Never underestimate the power of suggestion. Consider France’s latest literary sensation, Les particules élémentaires. We were prepared to believe, as all the advance publicity led us to believe, that the novel was an attack on what The New York Times called (in a piece published last March) “the failed dreams of the 1968 student protest movement.” Don’t believe a word of it. Advance proofs of The Elementary Particles (as Michel Houellebecq’s novel is called in English) arrived on our desk recently. Far from being an “attack on everything the 60’s generation holds dear” (as a profile of Houellebecq in the Times’s magazine of September 10 put it), the book wallows in the sex- and drug-sodden pathology of the 1960s. It is no more an attack on those excesses than was the Woodstock festival or William S. Burroughs’s Naked Lunch.

But Mr. Houellebecq is obviously a man who specializes in misleading impressions. In the long profile in the Times, for example, it is suggested that he recently moved from Paris to Dublin the better to enjoy isolation and the oblivion he purchases daily with alcohol and sex. And what better way to assure one’s isolation than to grant an interview to a reporter from The New York Times? Never mind that Mr. Houellebecq propositioned the reporter, Emily Eakin, or that during dinner he “fell into a drunken stupor, his nodding head eventually landing on his plate next to a smear of mayonnaise.” Obviously we have here a literary genius who has gone far to commune alone with his muse.

It is difficult to say which is more repulsive: the withering profile in the Times or the book itself. Well, no: let us emend that. The Elementary Particles, at two-hundred-and-sixty-some pages, is clearly the more repulsive document. Doubtless it will be a bestseller here, as it is already in France. The book tells the story of Michel and Bruno, half-brothers abandoned by hippie parents. Bruno is an erotomaniacal psychiatric patient; much of the book is taken up with describing his grotesque sexual conquests, failures, and fantasies. Michel is a depressed biologist who, after perfecting a formula for cloning a kind of rational parody of human beings, commits suicide. In an epilogue set some decades in the future, we learn that the whole story has been told by one of these pan-sexual, post-human creatures.
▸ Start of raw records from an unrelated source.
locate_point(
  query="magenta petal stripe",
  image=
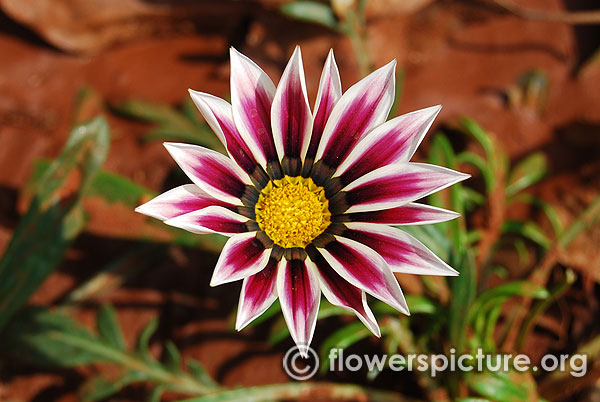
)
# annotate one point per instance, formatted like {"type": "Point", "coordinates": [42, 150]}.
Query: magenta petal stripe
{"type": "Point", "coordinates": [211, 171]}
{"type": "Point", "coordinates": [365, 269]}
{"type": "Point", "coordinates": [401, 251]}
{"type": "Point", "coordinates": [212, 219]}
{"type": "Point", "coordinates": [361, 108]}
{"type": "Point", "coordinates": [330, 91]}
{"type": "Point", "coordinates": [252, 93]}
{"type": "Point", "coordinates": [218, 114]}
{"type": "Point", "coordinates": [409, 214]}
{"type": "Point", "coordinates": [398, 184]}
{"type": "Point", "coordinates": [242, 256]}
{"type": "Point", "coordinates": [290, 116]}
{"type": "Point", "coordinates": [300, 296]}
{"type": "Point", "coordinates": [392, 142]}
{"type": "Point", "coordinates": [341, 293]}
{"type": "Point", "coordinates": [259, 291]}
{"type": "Point", "coordinates": [178, 201]}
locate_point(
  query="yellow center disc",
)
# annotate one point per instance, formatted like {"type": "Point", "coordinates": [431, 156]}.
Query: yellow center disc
{"type": "Point", "coordinates": [293, 211]}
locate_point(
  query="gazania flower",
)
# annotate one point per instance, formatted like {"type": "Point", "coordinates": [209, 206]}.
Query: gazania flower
{"type": "Point", "coordinates": [309, 200]}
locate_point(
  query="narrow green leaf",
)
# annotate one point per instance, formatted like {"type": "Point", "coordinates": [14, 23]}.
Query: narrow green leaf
{"type": "Point", "coordinates": [101, 387]}
{"type": "Point", "coordinates": [311, 11]}
{"type": "Point", "coordinates": [526, 173]}
{"type": "Point", "coordinates": [199, 372]}
{"type": "Point", "coordinates": [38, 336]}
{"type": "Point", "coordinates": [51, 222]}
{"type": "Point", "coordinates": [108, 327]}
{"type": "Point", "coordinates": [529, 230]}
{"type": "Point", "coordinates": [342, 338]}
{"type": "Point", "coordinates": [496, 386]}
{"type": "Point", "coordinates": [142, 347]}
{"type": "Point", "coordinates": [171, 356]}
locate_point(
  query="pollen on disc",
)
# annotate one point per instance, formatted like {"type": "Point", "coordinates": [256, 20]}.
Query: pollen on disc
{"type": "Point", "coordinates": [292, 211]}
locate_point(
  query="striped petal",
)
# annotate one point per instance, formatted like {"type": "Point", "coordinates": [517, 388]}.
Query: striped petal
{"type": "Point", "coordinates": [178, 201]}
{"type": "Point", "coordinates": [290, 116]}
{"type": "Point", "coordinates": [341, 293]}
{"type": "Point", "coordinates": [212, 219]}
{"type": "Point", "coordinates": [409, 214]}
{"type": "Point", "coordinates": [211, 171]}
{"type": "Point", "coordinates": [252, 94]}
{"type": "Point", "coordinates": [392, 142]}
{"type": "Point", "coordinates": [243, 255]}
{"type": "Point", "coordinates": [395, 185]}
{"type": "Point", "coordinates": [218, 114]}
{"type": "Point", "coordinates": [259, 291]}
{"type": "Point", "coordinates": [299, 295]}
{"type": "Point", "coordinates": [360, 109]}
{"type": "Point", "coordinates": [365, 269]}
{"type": "Point", "coordinates": [401, 251]}
{"type": "Point", "coordinates": [330, 91]}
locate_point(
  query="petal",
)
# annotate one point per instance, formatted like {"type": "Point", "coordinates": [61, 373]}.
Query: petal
{"type": "Point", "coordinates": [365, 269]}
{"type": "Point", "coordinates": [290, 116]}
{"type": "Point", "coordinates": [395, 185]}
{"type": "Point", "coordinates": [409, 214]}
{"type": "Point", "coordinates": [211, 171]}
{"type": "Point", "coordinates": [252, 93]}
{"type": "Point", "coordinates": [299, 294]}
{"type": "Point", "coordinates": [341, 293]}
{"type": "Point", "coordinates": [330, 91]}
{"type": "Point", "coordinates": [259, 291]}
{"type": "Point", "coordinates": [401, 251]}
{"type": "Point", "coordinates": [243, 255]}
{"type": "Point", "coordinates": [212, 219]}
{"type": "Point", "coordinates": [219, 116]}
{"type": "Point", "coordinates": [361, 108]}
{"type": "Point", "coordinates": [392, 142]}
{"type": "Point", "coordinates": [178, 201]}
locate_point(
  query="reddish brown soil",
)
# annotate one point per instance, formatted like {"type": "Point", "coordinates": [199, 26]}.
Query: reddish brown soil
{"type": "Point", "coordinates": [459, 54]}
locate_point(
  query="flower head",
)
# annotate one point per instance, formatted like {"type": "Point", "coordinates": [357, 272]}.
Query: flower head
{"type": "Point", "coordinates": [310, 200]}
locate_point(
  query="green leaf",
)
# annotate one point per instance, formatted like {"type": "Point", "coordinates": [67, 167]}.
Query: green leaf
{"type": "Point", "coordinates": [311, 11]}
{"type": "Point", "coordinates": [101, 387]}
{"type": "Point", "coordinates": [293, 391]}
{"type": "Point", "coordinates": [526, 173]}
{"type": "Point", "coordinates": [342, 338]}
{"type": "Point", "coordinates": [199, 371]}
{"type": "Point", "coordinates": [45, 338]}
{"type": "Point", "coordinates": [142, 347]}
{"type": "Point", "coordinates": [416, 304]}
{"type": "Point", "coordinates": [111, 187]}
{"type": "Point", "coordinates": [52, 220]}
{"type": "Point", "coordinates": [172, 357]}
{"type": "Point", "coordinates": [172, 125]}
{"type": "Point", "coordinates": [108, 327]}
{"type": "Point", "coordinates": [55, 339]}
{"type": "Point", "coordinates": [497, 386]}
{"type": "Point", "coordinates": [529, 230]}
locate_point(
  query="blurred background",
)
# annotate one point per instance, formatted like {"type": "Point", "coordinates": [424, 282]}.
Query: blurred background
{"type": "Point", "coordinates": [100, 303]}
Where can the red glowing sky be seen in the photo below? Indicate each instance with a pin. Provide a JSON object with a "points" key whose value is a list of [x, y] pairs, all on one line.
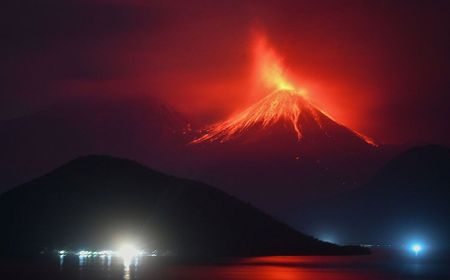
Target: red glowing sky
{"points": [[379, 67]]}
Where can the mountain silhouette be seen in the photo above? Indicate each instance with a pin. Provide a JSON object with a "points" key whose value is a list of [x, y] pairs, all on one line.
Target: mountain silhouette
{"points": [[143, 129], [287, 108], [92, 201], [407, 197], [291, 150]]}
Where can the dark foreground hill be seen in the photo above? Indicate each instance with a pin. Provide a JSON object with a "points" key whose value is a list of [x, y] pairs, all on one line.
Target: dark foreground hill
{"points": [[407, 199], [94, 201]]}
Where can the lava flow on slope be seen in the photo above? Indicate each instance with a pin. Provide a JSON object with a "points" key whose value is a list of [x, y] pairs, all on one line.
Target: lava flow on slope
{"points": [[284, 104]]}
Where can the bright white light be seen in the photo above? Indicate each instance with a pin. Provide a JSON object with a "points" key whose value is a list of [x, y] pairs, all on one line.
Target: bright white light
{"points": [[84, 253], [128, 251], [416, 248]]}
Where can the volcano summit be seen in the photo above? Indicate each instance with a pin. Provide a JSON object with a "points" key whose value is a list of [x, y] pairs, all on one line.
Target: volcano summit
{"points": [[285, 107]]}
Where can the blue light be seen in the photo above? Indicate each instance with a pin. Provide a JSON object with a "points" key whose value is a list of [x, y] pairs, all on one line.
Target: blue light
{"points": [[416, 248]]}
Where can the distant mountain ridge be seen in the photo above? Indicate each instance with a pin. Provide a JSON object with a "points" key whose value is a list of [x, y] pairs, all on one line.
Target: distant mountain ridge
{"points": [[407, 197], [93, 200]]}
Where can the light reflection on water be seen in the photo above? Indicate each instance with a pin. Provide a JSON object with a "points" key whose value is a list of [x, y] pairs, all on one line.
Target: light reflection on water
{"points": [[261, 268]]}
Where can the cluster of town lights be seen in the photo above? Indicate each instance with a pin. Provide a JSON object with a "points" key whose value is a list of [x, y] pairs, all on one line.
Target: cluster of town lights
{"points": [[126, 251]]}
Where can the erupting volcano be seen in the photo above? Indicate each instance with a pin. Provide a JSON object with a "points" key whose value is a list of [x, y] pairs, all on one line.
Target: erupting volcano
{"points": [[286, 106]]}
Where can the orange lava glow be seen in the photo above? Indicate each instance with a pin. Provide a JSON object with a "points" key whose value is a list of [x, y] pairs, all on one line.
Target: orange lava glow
{"points": [[284, 102], [269, 67]]}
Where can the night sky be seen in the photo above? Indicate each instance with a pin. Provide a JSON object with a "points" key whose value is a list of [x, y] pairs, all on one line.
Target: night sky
{"points": [[380, 67]]}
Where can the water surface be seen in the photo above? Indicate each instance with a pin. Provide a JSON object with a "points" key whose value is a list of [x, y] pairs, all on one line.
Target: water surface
{"points": [[380, 265]]}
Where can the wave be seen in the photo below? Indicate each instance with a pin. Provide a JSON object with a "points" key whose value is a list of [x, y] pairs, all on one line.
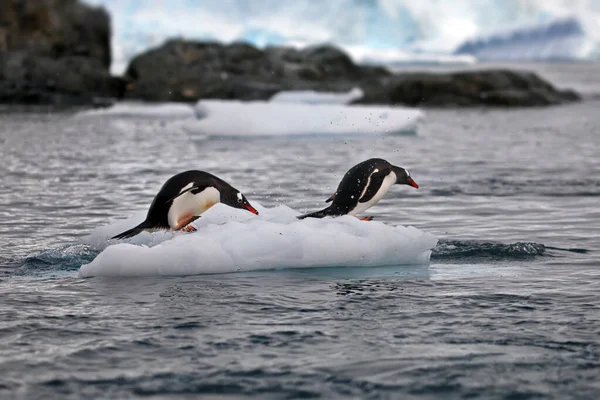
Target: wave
{"points": [[480, 250]]}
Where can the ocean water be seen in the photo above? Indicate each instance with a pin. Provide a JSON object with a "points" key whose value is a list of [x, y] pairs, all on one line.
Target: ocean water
{"points": [[509, 307]]}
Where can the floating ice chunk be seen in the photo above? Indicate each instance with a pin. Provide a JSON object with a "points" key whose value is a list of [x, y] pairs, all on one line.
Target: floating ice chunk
{"points": [[130, 109], [258, 118], [230, 240], [313, 97]]}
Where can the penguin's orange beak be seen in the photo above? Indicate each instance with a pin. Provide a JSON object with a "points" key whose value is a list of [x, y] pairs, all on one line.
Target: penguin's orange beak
{"points": [[250, 208], [412, 183]]}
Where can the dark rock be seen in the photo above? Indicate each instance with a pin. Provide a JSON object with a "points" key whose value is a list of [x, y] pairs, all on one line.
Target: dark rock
{"points": [[490, 87], [54, 51], [188, 71]]}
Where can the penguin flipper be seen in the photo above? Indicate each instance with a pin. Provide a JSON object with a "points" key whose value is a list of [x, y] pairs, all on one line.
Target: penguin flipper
{"points": [[132, 232], [374, 183], [326, 212]]}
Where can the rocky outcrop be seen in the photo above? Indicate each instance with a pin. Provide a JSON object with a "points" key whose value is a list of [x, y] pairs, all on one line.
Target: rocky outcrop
{"points": [[187, 71], [54, 51], [507, 88]]}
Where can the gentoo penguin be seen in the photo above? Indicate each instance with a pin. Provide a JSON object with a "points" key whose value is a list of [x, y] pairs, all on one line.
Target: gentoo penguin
{"points": [[183, 198], [363, 186]]}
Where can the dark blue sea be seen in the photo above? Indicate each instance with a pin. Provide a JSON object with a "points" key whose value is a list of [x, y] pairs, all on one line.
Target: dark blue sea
{"points": [[509, 307]]}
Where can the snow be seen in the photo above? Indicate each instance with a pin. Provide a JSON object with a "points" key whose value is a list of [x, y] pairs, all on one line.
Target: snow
{"points": [[224, 118], [230, 240], [313, 97], [133, 109], [410, 29], [287, 116], [563, 38]]}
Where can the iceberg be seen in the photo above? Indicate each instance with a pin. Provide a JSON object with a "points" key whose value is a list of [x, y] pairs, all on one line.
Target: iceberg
{"points": [[559, 39], [137, 109], [292, 114], [224, 118], [230, 240], [313, 97], [404, 29]]}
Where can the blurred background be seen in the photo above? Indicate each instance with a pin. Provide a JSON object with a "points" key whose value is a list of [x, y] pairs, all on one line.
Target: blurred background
{"points": [[375, 31]]}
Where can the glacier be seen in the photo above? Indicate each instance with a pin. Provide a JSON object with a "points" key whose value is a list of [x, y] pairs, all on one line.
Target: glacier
{"points": [[231, 240], [377, 31], [560, 39]]}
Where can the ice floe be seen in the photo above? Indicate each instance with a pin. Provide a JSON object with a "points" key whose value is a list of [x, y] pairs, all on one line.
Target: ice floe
{"points": [[231, 240]]}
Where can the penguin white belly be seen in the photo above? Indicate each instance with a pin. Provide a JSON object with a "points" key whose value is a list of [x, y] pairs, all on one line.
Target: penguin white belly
{"points": [[387, 183], [190, 205]]}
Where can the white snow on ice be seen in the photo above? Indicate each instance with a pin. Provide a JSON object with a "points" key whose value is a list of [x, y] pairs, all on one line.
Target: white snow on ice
{"points": [[313, 97], [232, 240], [259, 118], [136, 109], [287, 116]]}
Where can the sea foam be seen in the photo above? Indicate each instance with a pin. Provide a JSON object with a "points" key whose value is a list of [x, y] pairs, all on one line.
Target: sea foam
{"points": [[231, 240]]}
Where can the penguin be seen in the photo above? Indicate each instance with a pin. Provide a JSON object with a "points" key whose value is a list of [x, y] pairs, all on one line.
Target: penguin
{"points": [[183, 198], [362, 187]]}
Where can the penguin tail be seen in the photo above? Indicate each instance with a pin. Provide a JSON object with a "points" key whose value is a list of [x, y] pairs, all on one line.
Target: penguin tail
{"points": [[132, 232], [326, 212]]}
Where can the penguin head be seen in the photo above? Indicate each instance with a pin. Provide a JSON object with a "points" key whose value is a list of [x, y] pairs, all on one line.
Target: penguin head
{"points": [[234, 198], [403, 177]]}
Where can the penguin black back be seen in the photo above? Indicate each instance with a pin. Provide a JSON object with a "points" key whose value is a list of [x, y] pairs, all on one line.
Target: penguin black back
{"points": [[362, 186], [179, 185]]}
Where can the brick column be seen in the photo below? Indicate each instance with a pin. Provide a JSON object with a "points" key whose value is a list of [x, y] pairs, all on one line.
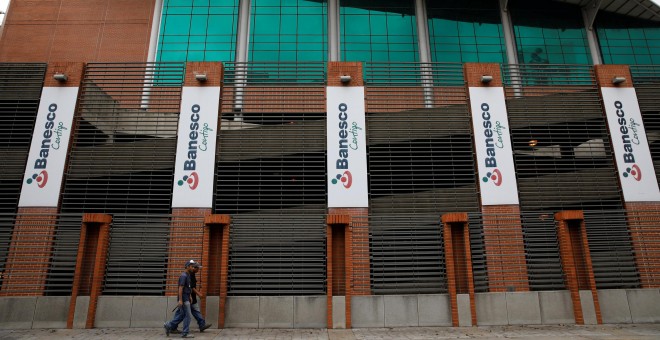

There are obvious parallels to be drawn between The Elementary Particles and Huxley’s Brave New World. But whatever novelistic failings Huxley’s book suffered from, it was clearly a work of social and moral criticism. Mr. Houellebecq’s book, by contrast, exploits the pathologies he describes. The endless parade of brutal sex, madness, and self-destruction is meant to titillate not horrify—or, rather, it is meant to horrify, but only as part of its basic desire to titillate. There was a time when The Elementary Particles would have been dismissed as the worst sort of pornography. That, alas, is a term that has been emptied of content as surely as it has been legally neutralized. This much, however, is clear: The Elementary Particles graphically represents a certain type of moral degradation—one that does not challenge but rather epitomizes the nihilism we have inherited from the 1960s.